Nascido em 1924, Vrba tinha apenas 15 anos quando precisou interromper formalmente os estudos devido às imposições do regime fascista de Jozef Tiso, aliado do Terceiro Reich. Aos 17 anos, ele tentou deixar a Eslováquia através da fronteira com a Hungria, mas foi pego e encaminhado para um campo de trânsito. De lá, planejou nova fuga, fracassou e foi transportado, primeiro para Majdanek e, depois, para Auschwitz-Birkenau, onde permaneceu de junho de 1942 a abril de 1944, quando finalmente conseguiu escapar.

Prisioneiros judeus desembarcando de trem no campo de concentração Auschwitz-Birkenau, na Polônia - Arquivos Yad Vashem - 27.mai.44/AFP

Durante todo o tempo em que esteve em Auschwitz, Vrba foi forçado a trabalhar em vários setores do campo, acumulando cada vez mais conhecimento do que estava acontecendo, e tinha esperança que, se um dia realmente conseguisse fugir, poderia compartilhar o que sabia, evitando que a matança seguisse o seu curso.

O que motivava os seus planos de fuga era a crença de que, se as pessoas soubessem a verdade sobre Auschwitz, teriam como encontrar ajuda e se proteger. Dia após dia, Vrba contava os comboios que chegavam ao campo, vindos de toda a Europa, e calculava o número de pessoas que seriam enviadas para as câmaras de gás. Quanto mais esses números cresciam, mais ele se inquietava, pois reconhecia que a sua fuga estava se tornando urgente.

No começo de 1944, Vrba tomou conhecimento que os nazistas estavam otimizando o acesso dos trens ao campo para receber cerca de um milhão de judeus húngaros que seriam despachados para as câmaras de gás nas semanas seguintes.

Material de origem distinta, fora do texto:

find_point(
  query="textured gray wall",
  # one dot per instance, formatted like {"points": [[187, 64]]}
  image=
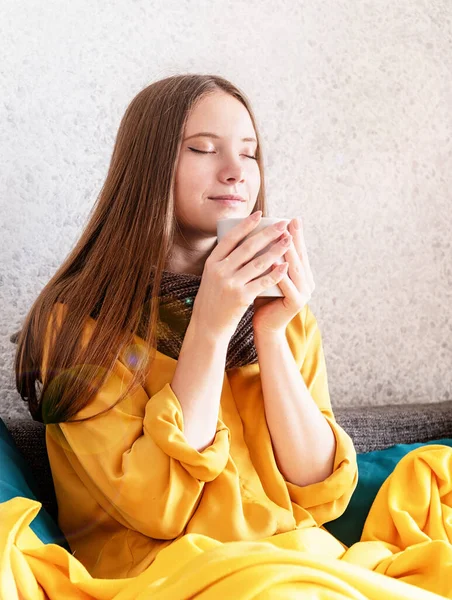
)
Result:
{"points": [[354, 101]]}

Em abril, ele finalmente conseguiu escapar na companhia de um amigo e conterrâneo, Alfréd Wetzler. Com extrema dificuldade, os dois retornaram para a Eslováquia, entraram em contato com líderes da resistência judaica e produziram um longo e detalhado relatório sobre tudo o que testemunharam em Auschwitz.

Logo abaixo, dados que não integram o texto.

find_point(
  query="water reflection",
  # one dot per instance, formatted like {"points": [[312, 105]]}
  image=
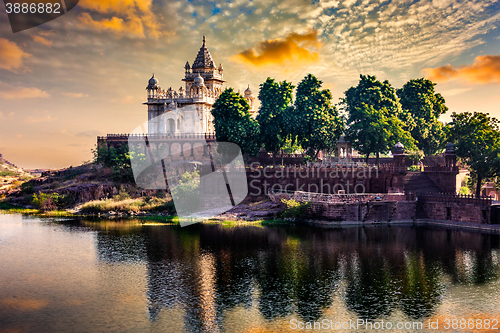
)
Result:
{"points": [[207, 278], [209, 270]]}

Em seu livro, Freedland comenta o processo de escrita do relatório Vrba-Wetzler. Ele explica que o documento foi cuidadosamente redigido, de modo a não levantar dúvidas sobre a autenticidade das suas fontes, mas também chama a atenção para o fato de que, mesmo diante dos relatos de Vrba e Wetzler, teve gente que não conseguiu acreditar de imediato que uma nação como a Alemanha, um dos bastiões da cultura europeia, seria capaz de perpetrar semelhante crime.

Era como se, de tão alarmantes e monstruosas, aquelas informações já não fizessem mais sentido porque as pessoas não conseguiam encontrar um lugar para o inferno de Auschwitz entre todas as coisas que conheciam do mundo.

Freedland explica que, em parte, tal estado de dúvida e confusão mental era resultado das estratégias de dissimulação empregadas pelos nazistas na tentativa de acobertar o que estavam atentando contra os judeus da Europa. O próprio Vrba só passou a ter real noção do perigo que todos corriam quando já estava dentro do campo de concentração e extermínio.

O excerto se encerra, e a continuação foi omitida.